[OpenAFS] Authentication without aklog

Jan Iven jan.iven@cern.ch
Fri, 1 Aug 2014 14:53:31 +0200


On 08/01/2014 01:02 PM, chas williams - CONTRACTOR wrote:
> On Thu, 31 Jul 2014 15:29:47 -0500
> Andrew Deason <adeason@sinenomine.net> wrote:
>
>> The first time I heard this I was a bit surprised, but that may be just
>> because I'm very used to the 'aklog' approach and find it intuitive. You
>> need to tell the kernel what credentials you want it to use for AFS
>> access; makes sense to me.

Honestly, nowadays this seems to be pretty transparent to our users, or 
more exactly, there is little difference made between "expired Kerberos 
TGT" and "expired AFS token" - of course, credentials can still expire 
at inconvenient times.

[On Linux, our users receive both Kerberos and AFS credentials on login 
(console/ssh/screensaver), ssh forwards the TGT (and gets an AFS token 
on the server side), and we have wrappered "kinit" to do "aklog" as 
well.
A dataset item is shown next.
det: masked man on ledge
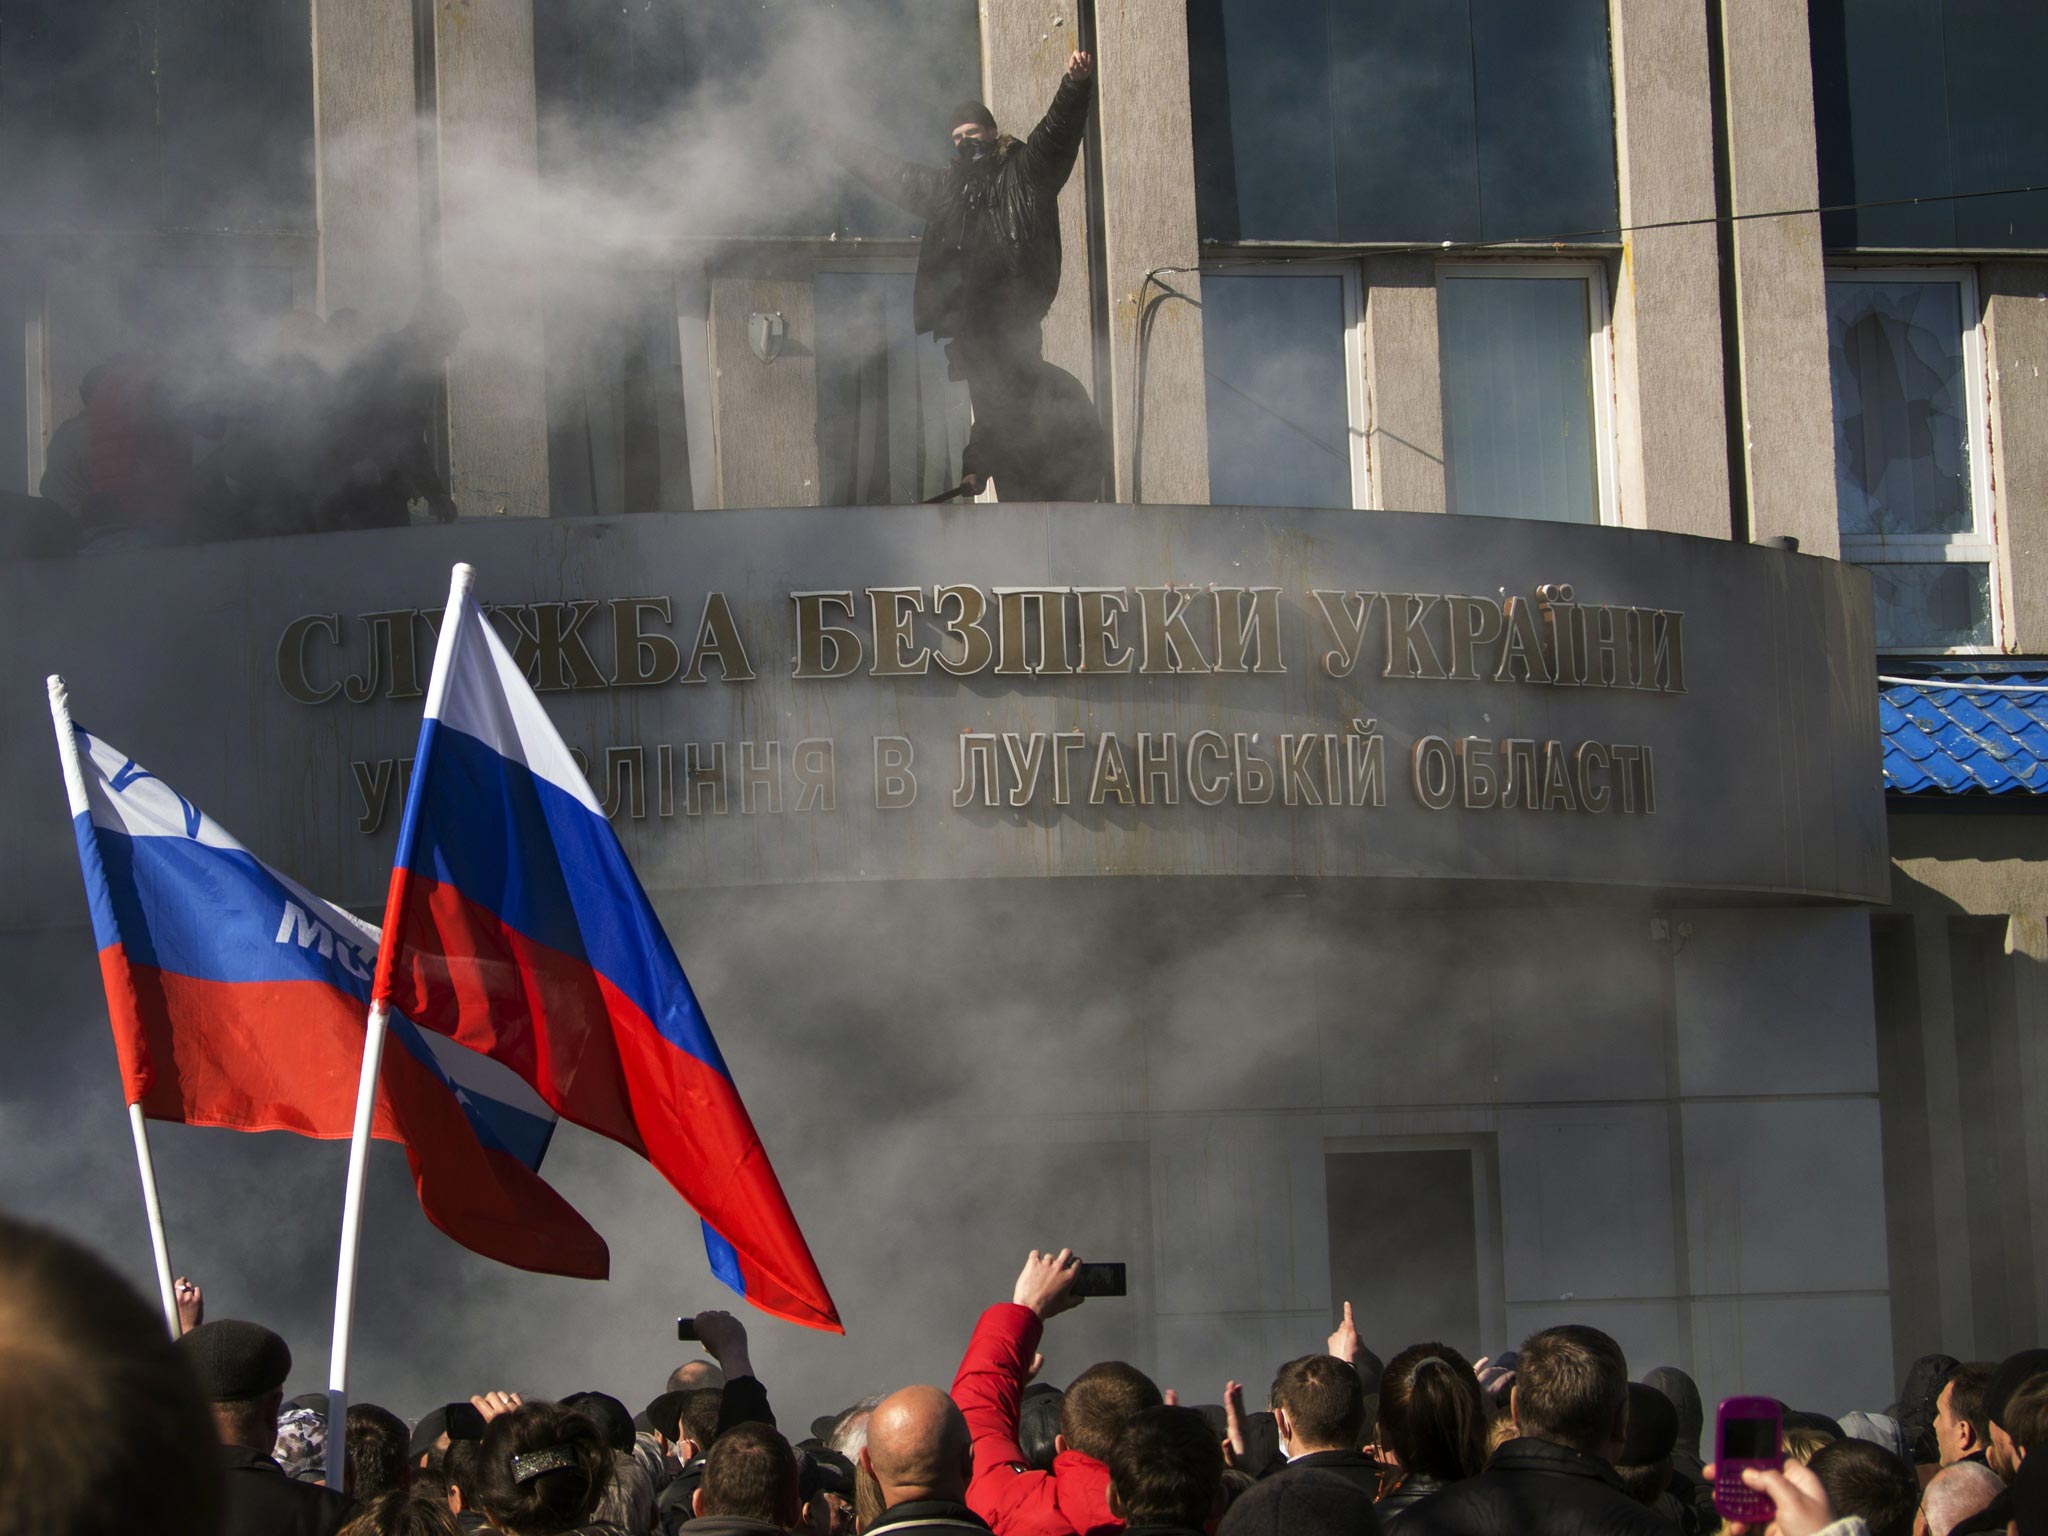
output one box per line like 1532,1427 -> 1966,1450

The batch system will do Kerberos/AFS renewal automatically, and 
we have kerberized cron servers.. all of this since several years. The 
PAM bits need looking at for new Linux releases.]
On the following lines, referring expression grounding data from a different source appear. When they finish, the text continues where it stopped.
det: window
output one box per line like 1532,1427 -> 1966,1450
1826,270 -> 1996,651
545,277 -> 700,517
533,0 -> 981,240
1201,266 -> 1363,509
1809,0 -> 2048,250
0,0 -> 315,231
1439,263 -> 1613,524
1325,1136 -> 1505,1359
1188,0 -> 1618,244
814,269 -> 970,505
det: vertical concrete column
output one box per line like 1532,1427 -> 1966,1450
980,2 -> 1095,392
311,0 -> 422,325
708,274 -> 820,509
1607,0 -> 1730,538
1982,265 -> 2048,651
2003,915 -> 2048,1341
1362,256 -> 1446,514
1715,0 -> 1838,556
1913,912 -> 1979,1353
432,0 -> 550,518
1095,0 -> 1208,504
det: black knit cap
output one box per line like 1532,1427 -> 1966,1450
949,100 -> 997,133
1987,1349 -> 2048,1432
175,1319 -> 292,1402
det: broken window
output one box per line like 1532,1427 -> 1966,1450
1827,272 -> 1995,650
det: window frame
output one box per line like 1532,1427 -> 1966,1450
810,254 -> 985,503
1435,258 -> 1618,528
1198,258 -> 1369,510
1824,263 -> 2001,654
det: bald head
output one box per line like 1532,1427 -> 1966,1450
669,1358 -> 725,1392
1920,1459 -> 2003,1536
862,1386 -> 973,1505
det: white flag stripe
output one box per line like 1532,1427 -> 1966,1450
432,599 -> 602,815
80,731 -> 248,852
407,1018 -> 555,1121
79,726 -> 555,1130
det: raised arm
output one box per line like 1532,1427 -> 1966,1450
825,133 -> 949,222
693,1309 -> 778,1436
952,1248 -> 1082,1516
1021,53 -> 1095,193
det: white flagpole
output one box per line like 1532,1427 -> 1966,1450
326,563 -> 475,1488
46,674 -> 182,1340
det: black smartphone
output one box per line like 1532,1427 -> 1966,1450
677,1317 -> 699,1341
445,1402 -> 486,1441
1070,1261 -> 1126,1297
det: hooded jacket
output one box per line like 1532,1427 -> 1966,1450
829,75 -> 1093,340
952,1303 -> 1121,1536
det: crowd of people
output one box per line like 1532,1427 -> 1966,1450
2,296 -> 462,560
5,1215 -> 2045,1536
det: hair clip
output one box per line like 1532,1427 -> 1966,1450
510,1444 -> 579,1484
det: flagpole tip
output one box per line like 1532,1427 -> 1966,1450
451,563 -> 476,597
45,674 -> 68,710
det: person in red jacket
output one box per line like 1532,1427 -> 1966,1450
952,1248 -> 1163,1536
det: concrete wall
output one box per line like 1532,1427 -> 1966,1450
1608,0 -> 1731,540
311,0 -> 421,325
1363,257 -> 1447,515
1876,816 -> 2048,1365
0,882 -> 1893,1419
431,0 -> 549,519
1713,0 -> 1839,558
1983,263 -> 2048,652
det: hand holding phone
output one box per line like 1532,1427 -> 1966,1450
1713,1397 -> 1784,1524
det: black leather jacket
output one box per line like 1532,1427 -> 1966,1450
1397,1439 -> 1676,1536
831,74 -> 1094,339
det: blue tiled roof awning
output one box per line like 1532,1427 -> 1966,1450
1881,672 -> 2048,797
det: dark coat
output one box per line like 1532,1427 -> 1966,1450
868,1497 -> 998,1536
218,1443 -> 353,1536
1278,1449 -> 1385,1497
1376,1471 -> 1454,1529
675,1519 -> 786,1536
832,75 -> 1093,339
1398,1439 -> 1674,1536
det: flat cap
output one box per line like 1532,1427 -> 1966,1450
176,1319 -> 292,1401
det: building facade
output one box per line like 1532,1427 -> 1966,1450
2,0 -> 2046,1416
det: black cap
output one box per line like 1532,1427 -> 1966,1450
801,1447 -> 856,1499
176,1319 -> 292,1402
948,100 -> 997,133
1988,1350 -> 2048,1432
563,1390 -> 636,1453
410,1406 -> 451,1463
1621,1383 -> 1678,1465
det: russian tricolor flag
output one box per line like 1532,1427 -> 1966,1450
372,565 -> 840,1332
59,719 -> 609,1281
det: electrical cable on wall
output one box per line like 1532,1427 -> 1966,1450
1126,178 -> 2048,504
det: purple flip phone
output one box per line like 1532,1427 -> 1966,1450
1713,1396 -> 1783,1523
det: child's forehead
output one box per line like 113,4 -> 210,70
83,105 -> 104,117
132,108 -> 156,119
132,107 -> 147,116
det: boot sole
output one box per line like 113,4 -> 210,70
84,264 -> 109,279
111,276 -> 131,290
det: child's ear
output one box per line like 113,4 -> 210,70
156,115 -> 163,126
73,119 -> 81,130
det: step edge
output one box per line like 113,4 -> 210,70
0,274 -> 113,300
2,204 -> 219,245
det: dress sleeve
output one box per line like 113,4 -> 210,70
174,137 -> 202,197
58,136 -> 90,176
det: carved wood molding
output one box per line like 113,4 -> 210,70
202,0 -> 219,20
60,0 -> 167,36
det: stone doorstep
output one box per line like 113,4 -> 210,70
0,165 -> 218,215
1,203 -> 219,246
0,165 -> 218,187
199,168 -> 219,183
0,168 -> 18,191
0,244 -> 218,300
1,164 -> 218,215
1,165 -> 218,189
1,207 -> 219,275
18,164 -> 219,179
As such, using a different mechanism to get one from the other is not a 
high priority. Of course, some more automatic/'pure' Kerberos-like 
approach[1] would allow us to remove such customizations, but having to 
run something like gssklogd everywhere would probably offset that gain.

Regards,
jan

[1]: imagine that the kernel on access to AFS checks whether a token 
exists in the PAG, otherwise triggers a userspace call-out (with same 
environment as the calling process, i.e KRB5CCNAME set) to provide one.